Hard drive failure?

I think we all know by now what this section is for.
User avatar
Cressy Snr
Amstrad Tower of Power
Posts: 10582
Joined: Wed May 30, 2007 12:25 am
Location: South Yorks.

#1 Hard drive failure?

Post by Cressy Snr »

Hi Guys

I know a bit about computers but not to the depth of going into file system structures.

I have two bootable Lacie 500GB firewire hard drives, one holds all my music. The SqueezeBox server reads from this. The drive backs up every two days to the other one.

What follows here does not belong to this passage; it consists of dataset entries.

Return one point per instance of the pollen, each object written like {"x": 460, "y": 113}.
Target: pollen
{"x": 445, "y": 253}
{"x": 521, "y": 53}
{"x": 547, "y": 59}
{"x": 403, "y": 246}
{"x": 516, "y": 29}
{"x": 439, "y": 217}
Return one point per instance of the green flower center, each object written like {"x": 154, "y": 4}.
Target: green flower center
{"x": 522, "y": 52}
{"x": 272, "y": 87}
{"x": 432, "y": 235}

I started getting music scan failures on my Squeezebox Classic today
with the "scan terminated unexpectedly" error message.
Looking at the server logs there were lots of "error reading header" messages. These started the alarm bells ringing.

Setting the OSX disk utility to repair disk, sure enough during the scan prior to repair "incorrect number of file hard links" appeared.

To cut a long story short, after the utility finished its scan and started the repair, thousands of "orphaned file inode (id =*******)" messages have started to scroll by in the disk repair window.

It's still scrolling by as I write this.

So whilst the first drive is being (hopefully) repaired I changed over to the backup and started the music scan again. This has also terminated unexpectedly with the log showing "error reading headers" messages again.

So it looks like both my external drives are exhibiting problems.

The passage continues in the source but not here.